A couple of Americanos accompanied by scrummy, sticky pain au raisons later and it was ‘What now?’. The boss said she needed a joint for the weekend and I immediately wondered how long she had been smoking pot. ‘No, a joint of meat for the pot, idiot. Now drive me over to Ilminster and I’ll get some pork from Bonners.
Dutifully I parked the car in the centre of this delightful old market town which was once a staging post between London and the South West. Now its main purpose is to be a dormitory town to Taunton and other exits on the M5.
Fortunately for Ilminster, many years ago a By-pass was constructed, leaving the centre uninterrupted by through traffic. Now, if you are in town it’s for a reason.
When we parked the whole place was abuzz with happy, relaxed, friendly folk going about their Saturday chores. The two pharmacies were busy, as was the newsagents. The garden shop and the interior design emporium with its life-size Father Christmas in the window were trading well. Obviously the card shop was packed with wrapping paper and card purchasers and the Kitchen Café was full of caffeine addicts waiting for dead men’s shoes.
Like so many towns in the UK, Ilminster has one or two of everything needed for a thriving community – even a really charming florist, festooned with festive wreaths. All this but a short walk from your car.
After a coffee and choosing a few more Christmas decs from Weave & Wood Interiors it was time for the Duchess to throw herself on the mercy of Clinton Bonner and his team.
As per always, I stood back and watched as the Bonner brigade went about their work, giving advice on which sausages would suit Mrs Roberts, made some fresh burgers while you wait for the duchess and took the trouble to walk around all the serve-over counters to gently put the change into the hand of petite, frail Peg.
All this commerce, advice and friendship (all the customers were referred to by their Christian names) overseen by the towering, smiling generalship of Clinton Bonner himself.
From time to time, Clinton would throw a glance to the open entrance of his adjoining deli, with all its westcountry cheeses, pies and pickles, in fact all that you might be offered in Fortnum & Mason or Harrods Food Hall.
A thriving country town, a significant selection of shops and one of the finest, most successful, award winning butchers and deli’s in the South West. WHY?

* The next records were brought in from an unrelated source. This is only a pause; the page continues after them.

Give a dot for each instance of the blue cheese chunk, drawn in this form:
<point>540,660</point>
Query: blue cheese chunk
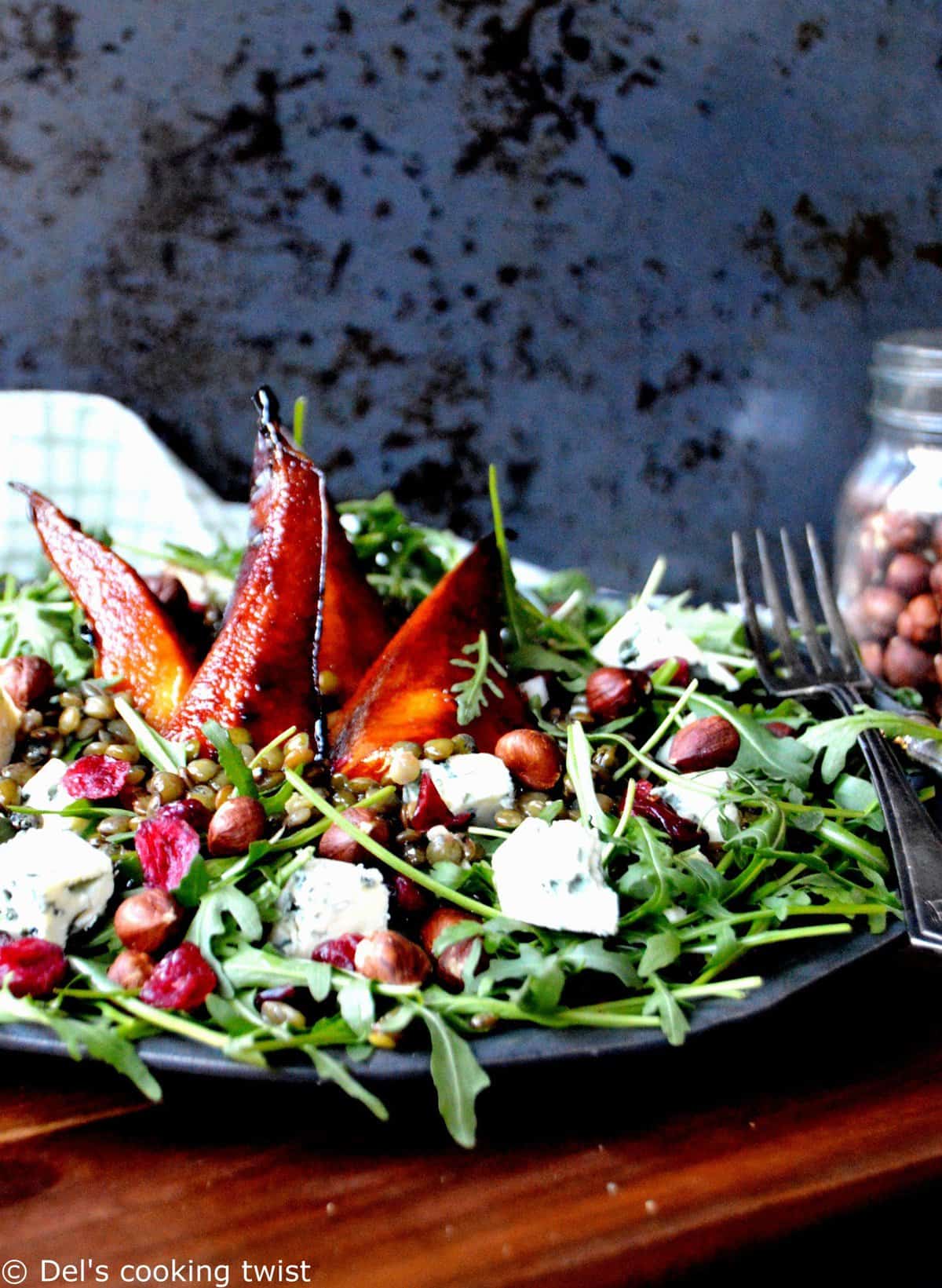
<point>701,807</point>
<point>52,885</point>
<point>46,791</point>
<point>325,899</point>
<point>643,635</point>
<point>477,785</point>
<point>550,875</point>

When the column fillers of Fleet Street are telling us our towns are finished and not fit for purpose, why should towns like Ilminster be bucking the trend? Who says the doomsayers of the national press are right? Let them tend to their falling circulation figures and stop putting hard-working retailers down.
The reason for the success of Clinton Bonner and the other small British retailers is easy to see – THEY CARE.
They take enormous effort to create quality products that the public want to buy, they work long hours (often way past when you see the doors close) and they care about their customers and take an interest in them. As I learnt at prep school, QED.
While our towns are filled with traders like Clinton and his staff I have no fear of Brexit or the future of our High Streets. Yes, change will happen, some will fall by the wayside and may deserve to do so, but quality and care will overcome all and prosper.